Edirne Roman Eğitim Gönüllüleri Derneği'miz, hak temeli üzerine çalışan ve daha
çok dezavantajlı diye tanımladığımız Roman çocukların sosyal ve kültürel
alandaki varlığını dile getirmek için mücadele veriyoruz.Gerek ülkemizde,
gerekse bu şehirde yaşayan Roman vatandaşı olarak ülkemizin birliği ve
beraberliğidir. Edirne'de geniş bir ayrımcılık yaşamamış olsak da bunu genelde
görüyoruz.
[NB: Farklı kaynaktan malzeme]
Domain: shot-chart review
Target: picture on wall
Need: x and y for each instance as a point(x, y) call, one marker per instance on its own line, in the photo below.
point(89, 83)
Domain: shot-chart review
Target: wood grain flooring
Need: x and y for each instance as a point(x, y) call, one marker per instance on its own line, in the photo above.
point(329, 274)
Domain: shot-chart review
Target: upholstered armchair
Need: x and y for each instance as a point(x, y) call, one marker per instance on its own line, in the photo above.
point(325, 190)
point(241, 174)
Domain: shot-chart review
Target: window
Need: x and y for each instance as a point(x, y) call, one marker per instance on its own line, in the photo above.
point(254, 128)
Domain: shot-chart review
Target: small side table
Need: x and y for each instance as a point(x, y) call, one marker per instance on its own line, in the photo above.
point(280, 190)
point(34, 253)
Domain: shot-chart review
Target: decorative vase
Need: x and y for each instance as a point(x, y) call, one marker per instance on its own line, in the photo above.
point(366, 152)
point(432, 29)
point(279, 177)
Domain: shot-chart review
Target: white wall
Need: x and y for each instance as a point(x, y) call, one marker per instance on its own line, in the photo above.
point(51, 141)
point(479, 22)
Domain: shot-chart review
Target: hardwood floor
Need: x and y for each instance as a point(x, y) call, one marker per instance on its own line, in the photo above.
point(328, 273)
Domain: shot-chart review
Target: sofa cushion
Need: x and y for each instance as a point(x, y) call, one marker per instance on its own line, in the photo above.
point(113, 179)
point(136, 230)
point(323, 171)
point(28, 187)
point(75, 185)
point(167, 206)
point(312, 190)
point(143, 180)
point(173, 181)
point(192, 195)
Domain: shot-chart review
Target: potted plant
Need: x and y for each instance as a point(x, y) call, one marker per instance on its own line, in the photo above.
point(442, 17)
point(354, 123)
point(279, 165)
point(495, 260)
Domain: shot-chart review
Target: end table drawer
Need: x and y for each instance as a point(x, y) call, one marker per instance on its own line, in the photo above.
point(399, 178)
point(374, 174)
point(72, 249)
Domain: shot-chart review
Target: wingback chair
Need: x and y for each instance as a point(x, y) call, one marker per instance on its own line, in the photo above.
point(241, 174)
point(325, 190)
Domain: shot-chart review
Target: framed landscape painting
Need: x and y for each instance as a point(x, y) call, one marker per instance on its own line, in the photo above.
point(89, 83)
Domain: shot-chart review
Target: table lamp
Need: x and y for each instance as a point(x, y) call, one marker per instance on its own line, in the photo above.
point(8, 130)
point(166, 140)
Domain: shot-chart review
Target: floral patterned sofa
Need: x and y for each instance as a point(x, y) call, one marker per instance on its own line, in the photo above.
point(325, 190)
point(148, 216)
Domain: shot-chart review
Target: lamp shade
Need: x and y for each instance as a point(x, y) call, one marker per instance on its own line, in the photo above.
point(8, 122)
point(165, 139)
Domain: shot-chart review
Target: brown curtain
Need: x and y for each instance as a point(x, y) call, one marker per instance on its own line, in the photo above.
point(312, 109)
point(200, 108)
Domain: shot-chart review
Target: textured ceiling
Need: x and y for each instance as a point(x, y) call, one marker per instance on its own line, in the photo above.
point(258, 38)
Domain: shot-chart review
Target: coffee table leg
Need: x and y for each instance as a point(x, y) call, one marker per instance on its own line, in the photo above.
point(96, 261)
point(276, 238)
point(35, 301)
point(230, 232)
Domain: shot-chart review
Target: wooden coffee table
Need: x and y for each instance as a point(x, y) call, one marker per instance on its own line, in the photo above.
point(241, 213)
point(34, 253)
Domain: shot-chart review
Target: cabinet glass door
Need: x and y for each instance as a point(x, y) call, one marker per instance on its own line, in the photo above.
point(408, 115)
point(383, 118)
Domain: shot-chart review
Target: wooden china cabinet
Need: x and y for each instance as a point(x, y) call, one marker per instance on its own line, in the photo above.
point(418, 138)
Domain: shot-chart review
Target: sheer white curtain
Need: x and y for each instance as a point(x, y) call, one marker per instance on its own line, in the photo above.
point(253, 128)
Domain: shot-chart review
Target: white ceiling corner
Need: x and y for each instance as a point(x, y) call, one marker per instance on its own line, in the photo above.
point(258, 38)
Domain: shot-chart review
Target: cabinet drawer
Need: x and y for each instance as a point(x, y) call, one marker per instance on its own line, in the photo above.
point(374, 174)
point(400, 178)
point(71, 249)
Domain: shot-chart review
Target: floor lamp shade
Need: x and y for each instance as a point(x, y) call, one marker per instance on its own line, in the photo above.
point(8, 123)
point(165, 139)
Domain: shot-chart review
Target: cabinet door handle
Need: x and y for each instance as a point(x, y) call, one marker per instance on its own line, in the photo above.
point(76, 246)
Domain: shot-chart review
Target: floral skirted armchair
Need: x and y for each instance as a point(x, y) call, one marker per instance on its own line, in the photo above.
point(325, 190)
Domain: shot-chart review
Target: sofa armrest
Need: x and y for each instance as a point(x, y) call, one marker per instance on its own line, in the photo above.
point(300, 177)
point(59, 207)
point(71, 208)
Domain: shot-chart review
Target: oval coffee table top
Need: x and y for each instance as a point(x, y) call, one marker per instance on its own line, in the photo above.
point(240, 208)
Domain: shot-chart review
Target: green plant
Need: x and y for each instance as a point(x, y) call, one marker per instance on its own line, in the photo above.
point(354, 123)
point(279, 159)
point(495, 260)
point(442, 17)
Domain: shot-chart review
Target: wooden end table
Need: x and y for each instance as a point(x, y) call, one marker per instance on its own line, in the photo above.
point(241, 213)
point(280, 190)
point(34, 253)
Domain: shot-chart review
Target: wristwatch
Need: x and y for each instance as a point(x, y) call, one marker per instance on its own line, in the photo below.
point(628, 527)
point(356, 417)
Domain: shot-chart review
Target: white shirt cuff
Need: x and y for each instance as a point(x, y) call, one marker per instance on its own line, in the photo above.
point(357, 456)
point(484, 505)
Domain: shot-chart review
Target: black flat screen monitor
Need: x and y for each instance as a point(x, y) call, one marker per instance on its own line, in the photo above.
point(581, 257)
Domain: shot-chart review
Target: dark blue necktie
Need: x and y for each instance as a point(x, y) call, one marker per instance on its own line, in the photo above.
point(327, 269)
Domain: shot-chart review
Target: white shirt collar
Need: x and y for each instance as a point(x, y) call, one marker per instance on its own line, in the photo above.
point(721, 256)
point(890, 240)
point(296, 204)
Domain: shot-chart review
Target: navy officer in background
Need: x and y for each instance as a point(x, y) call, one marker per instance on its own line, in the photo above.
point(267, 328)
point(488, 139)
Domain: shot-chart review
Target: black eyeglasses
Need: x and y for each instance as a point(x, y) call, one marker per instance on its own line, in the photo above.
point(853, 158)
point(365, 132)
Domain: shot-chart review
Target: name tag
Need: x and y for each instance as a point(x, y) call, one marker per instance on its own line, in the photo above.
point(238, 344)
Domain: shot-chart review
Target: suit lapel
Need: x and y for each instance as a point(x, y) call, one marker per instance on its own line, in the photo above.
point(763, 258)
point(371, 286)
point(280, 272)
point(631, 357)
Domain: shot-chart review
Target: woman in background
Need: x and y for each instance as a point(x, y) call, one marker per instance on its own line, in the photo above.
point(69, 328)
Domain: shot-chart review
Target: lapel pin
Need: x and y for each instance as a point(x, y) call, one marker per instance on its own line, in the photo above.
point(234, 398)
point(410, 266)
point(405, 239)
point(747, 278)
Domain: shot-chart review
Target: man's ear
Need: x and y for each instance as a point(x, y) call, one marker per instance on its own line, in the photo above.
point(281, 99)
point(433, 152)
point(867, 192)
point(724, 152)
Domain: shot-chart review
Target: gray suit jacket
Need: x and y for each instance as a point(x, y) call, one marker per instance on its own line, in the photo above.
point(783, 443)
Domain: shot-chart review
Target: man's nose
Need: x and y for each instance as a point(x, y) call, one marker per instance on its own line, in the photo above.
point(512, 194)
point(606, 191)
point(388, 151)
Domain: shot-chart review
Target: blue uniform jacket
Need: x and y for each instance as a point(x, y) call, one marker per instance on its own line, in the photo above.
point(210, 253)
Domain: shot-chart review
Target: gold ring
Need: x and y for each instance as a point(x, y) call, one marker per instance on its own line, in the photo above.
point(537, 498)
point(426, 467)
Bizim temel düşüncemiz; Edirne olmak ve Edirne'yi daha iyi bir yere
getirebilmektir' dedi.
Kakava ve Hıdrellez Günleri'nde değişim istedi
5-6 Mayıs
tarihleri arasında Edirne'de düzenlenen Kakava ve Hıdrellez Günleri'ne dikkat
çeken Şallı; 'Romanlar olarak şehrimizin farklı katmanı olmakla birlikte sosyal
yaşamın içerisinde hepimiz varız. 5-6 Mayıs günlerinde oteller dolar, seyahat
acenteleri, lokantalar para kazanır ve Roman kardeşlerimiz orada göbek atarız.
Parayı birileri kazanır ve üzücüdür ki bizimkiler orada para istemek zorunda
kalır. Bunun da yerel yönetimler aracılığıyla bu davranışın ortadan
kaldırılması lazım. Bunun için farklı politikalar ve girişimler yaratmaya
ihtiyacımız var. Kakava-Hıdrellez Günleri'ne gelenler, Romanlar için geliyor.
Edirne Belediyesi'ni yeni dönemde kazanacak parti bizim dışımızda bir şeydir.
Hangi parti gelirse gelsin, bu değişimin ön planda tutulmasını talep ediyoruz'
ifadelerine yer verdi.
'Sosyal pay yaratılmalı'
Kakava ve
Hıdrellez Günleri'ne katılan herkesin eğlendiğini söyleyen Şallı; 'Oraya herkes
geliyor, basın çekiyor, herkes eğleniyor, gariban Roman vatandaşlarımızı bir
güzel oynatıyorlar, göbek attırıyorlar ama bize yansıması yok. Madem biz bu
ilde yaşıyoruz, birlikte yaşam kültürünü beraber paylaşıyoruz ama orada da bir
eksiklik var. Roman vatandaşlarımıza burada sosyal pay şeklinde bir şeyin
yaratılması lazım. Burada da yerel yönetimlere büyük bir görev düşüyor.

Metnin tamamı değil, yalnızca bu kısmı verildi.